I found secular substantiation for my messianic optimism in Francis Fukuyama's epoch-defining book The End of History and the Last Man (1993). Like a prophet stepping out of the ancient Hebrew bible, Fukuyama made a convincing case that utopia was upon us. The spread of liberal democracy had ushered in an era of prosperity and peace. Evil had been vanquished. Tyrannical and dictatorial regimes were collapsing as a result of their inner hollowness.

Pessimists of the world be damned! We were living in an age when you could have it all. Even G-d and mammon seemed suddenly compatible, as the materialistic citizens of the United States embarked upon a spiritual journey with New Age gurus like Deepak Chopra and self-help stylists like John Gray leading the way. Along with our fancy cars and expensive vacations, we wanted G-d in our lives-as well as deeper, more intimate relationships. And it was all happening. Much of what Isaiah and Jeremiah prophesied about a world of material plenty and spiritual renewal was coming to fruition before our very eyes.

But it wasn't long before the whole edifice came tumbling down, and darkness once again reigned over the earth. First, my Rebbe died, and there didn't seem to be any Jewish spiritual leader to take his place. A never-ending wave of suicide bombings in Israel reminded us that the Arabs were prepared to recognize Israel only as a giant Jewish graveyard. Then the suicide attacks of September 11 demonstrated that fairy tales about "peace in our time" had about as much credibility as they had when Neville Chamberlain, tried to "pacify" Hitler. Fukuyama's professor at Harvard, Samuel Huntington, had argued in his far more prescient classic, The Clash of Civilizations and the Remaking of World Order (1998), that violent conflicts between cultures that base their traditions on religious faith and dogma were increasingly likely. This time it was the teacher's vision of apocalypse that eclipsed his student's dream of utopia.

My fading optimism for the world's bright future was dealt another crushing blow as I watched great democracies like France and Germany use everything in their means to keep the world's foremost murderer, Saddam Hussein, in power. And last month I watched Fidel Castro throw 85 democracy advocates into jail for terms of about 25 years each, and then execute three men whose only crime it had been to steal a boat in order to escape Cuba's island prison. . The world, busy scrutinizing Israel, barely uttered a word in protest against the popular Castro whose recent visitors included both the Pope and Jimmy Carter.

My optimism sank further as I beheld the growing hedonistic degradation in my own beloved USA. America has always moved me with its values, its religious freedom, and its compassion. But the age of reality TV has caused me to loathe its culture. One recent movie release is called The Real Cancun, which chronicles the escapades of America's college students in one of their favorite Spring vacation destinations. In it, thousands of women strip completely in front of cameras, simulating the most explicit sexual positions, in order to entertain libidinous men. These are not strippers, mind you. They are women who go to some of American's best universities. America is rapidly becoming a misogynistic culture of lewd reality TV shows and pornographic images on the internet all designed to exploit women for the edification of corporate and entrepreneurial wallets.

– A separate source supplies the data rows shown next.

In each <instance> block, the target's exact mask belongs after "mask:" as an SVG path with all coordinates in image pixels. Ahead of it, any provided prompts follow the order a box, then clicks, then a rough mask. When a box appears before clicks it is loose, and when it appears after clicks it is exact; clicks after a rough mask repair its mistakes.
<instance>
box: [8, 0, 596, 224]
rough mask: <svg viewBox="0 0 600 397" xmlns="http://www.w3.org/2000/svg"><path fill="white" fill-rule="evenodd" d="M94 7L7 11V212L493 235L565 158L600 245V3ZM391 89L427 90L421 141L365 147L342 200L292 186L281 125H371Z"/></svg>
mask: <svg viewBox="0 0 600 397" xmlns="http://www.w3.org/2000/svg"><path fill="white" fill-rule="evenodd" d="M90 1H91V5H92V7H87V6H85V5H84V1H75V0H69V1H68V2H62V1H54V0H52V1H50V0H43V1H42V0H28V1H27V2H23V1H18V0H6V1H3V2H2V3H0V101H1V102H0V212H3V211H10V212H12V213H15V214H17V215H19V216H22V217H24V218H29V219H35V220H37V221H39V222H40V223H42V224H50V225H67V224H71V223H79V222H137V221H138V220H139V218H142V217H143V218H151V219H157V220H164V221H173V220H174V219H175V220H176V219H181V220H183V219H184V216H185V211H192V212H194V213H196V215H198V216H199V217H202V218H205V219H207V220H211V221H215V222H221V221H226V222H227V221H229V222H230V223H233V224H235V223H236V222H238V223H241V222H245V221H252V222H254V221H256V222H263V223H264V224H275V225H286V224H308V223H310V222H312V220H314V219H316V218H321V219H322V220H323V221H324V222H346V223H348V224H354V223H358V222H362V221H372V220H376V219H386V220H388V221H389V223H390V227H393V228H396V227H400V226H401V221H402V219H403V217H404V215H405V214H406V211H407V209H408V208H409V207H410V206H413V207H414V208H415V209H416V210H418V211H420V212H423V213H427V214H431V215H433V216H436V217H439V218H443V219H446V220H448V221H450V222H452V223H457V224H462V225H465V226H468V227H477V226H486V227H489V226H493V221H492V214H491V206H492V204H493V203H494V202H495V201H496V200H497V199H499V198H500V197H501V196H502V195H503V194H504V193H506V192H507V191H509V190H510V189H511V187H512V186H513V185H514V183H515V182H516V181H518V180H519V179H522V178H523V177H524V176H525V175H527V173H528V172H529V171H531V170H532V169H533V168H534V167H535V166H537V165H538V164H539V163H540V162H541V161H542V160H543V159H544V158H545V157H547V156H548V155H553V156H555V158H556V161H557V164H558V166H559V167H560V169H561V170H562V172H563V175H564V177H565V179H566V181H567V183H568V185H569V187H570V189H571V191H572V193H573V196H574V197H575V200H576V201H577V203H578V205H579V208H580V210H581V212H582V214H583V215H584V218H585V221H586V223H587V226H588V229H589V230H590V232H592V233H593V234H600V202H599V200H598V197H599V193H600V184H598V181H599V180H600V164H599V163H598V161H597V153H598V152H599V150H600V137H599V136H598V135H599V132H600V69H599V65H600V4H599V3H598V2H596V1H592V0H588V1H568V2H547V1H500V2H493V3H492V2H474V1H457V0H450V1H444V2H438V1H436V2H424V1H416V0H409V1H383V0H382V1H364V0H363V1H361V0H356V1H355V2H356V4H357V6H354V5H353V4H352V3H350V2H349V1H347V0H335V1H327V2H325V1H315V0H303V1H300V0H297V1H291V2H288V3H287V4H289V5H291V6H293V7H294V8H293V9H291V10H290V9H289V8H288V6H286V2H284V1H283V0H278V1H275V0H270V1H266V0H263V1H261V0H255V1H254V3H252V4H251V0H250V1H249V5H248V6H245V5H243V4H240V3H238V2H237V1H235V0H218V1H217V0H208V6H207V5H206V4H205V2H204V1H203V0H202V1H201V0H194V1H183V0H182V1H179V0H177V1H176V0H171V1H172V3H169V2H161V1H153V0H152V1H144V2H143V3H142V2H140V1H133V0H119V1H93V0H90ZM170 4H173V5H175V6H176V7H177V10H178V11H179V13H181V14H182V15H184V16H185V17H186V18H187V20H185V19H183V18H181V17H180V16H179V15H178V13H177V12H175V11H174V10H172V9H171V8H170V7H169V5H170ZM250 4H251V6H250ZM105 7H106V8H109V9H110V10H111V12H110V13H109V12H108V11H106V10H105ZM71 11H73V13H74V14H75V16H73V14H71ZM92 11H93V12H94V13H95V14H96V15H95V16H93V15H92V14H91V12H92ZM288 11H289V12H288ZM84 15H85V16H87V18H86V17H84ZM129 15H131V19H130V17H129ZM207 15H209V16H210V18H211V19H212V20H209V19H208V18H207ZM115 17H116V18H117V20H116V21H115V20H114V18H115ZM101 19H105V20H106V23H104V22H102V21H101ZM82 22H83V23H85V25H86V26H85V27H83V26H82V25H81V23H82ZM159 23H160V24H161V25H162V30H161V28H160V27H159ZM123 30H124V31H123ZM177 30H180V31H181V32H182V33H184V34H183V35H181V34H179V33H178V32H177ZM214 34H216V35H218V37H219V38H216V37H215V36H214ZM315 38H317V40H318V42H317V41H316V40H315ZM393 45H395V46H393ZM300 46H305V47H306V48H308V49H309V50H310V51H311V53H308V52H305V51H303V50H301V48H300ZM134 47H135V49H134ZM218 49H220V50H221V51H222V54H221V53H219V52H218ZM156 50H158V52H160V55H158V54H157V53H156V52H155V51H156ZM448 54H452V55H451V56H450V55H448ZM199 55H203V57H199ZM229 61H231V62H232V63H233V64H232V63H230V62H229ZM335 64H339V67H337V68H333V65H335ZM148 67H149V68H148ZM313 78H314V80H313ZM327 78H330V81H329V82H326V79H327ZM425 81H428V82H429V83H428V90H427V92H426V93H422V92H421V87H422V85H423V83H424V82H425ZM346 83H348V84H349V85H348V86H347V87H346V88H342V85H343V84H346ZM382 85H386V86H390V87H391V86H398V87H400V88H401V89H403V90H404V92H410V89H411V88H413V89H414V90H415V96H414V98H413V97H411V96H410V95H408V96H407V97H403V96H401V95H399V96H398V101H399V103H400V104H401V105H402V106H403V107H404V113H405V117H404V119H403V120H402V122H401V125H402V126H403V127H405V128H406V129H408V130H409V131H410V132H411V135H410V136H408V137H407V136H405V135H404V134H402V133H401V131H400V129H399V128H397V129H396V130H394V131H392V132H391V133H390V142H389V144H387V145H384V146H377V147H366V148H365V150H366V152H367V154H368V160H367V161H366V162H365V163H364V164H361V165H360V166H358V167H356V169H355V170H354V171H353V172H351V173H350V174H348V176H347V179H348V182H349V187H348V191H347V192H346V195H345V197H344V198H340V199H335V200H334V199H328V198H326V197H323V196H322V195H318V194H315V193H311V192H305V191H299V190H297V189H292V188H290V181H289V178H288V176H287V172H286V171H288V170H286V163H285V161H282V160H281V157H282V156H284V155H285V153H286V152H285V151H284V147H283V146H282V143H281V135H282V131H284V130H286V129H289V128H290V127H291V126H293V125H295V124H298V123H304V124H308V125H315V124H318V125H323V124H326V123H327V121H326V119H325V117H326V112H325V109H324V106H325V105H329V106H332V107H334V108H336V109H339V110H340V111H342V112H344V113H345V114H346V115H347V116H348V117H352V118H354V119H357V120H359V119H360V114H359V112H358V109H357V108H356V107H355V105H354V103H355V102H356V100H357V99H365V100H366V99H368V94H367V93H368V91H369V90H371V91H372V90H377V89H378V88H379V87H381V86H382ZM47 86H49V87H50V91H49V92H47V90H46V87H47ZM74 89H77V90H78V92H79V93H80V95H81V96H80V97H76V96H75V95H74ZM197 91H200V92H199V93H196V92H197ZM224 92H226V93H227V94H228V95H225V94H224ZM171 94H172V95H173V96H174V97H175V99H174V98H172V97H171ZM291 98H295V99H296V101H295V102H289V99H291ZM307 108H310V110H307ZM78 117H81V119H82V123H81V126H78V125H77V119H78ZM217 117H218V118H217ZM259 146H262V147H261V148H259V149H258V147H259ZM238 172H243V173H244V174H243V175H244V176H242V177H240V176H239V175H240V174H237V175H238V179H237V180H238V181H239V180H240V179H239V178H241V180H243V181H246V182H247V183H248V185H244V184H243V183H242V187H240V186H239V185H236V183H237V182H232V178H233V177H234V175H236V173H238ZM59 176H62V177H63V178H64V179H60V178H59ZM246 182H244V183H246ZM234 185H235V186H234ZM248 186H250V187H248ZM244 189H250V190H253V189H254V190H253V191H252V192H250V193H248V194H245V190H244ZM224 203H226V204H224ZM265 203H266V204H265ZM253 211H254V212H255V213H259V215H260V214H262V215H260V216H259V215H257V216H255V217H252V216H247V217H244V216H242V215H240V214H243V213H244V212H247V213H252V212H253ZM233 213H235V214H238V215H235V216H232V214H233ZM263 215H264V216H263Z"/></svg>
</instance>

It is this pessimistic assessment that has led me to accept, for now at least, the dualistic belief in light and darkness. To be sure, I am still at heart a messianist. But for now I am back to believing that there is a deep evil that currently stalks the earth and that must be combated tooth and nail. Christians believe that before the second coming there must a be a slaying of the anti-Christ. And while I do not subscribe to the literalism of that view, I can appreciate its nuances. Brutal, genocidal murderers, whether or not they are designated the direct enemy of Christ, are certainly the enemies of G-d and all mankind. And they must be vanquished.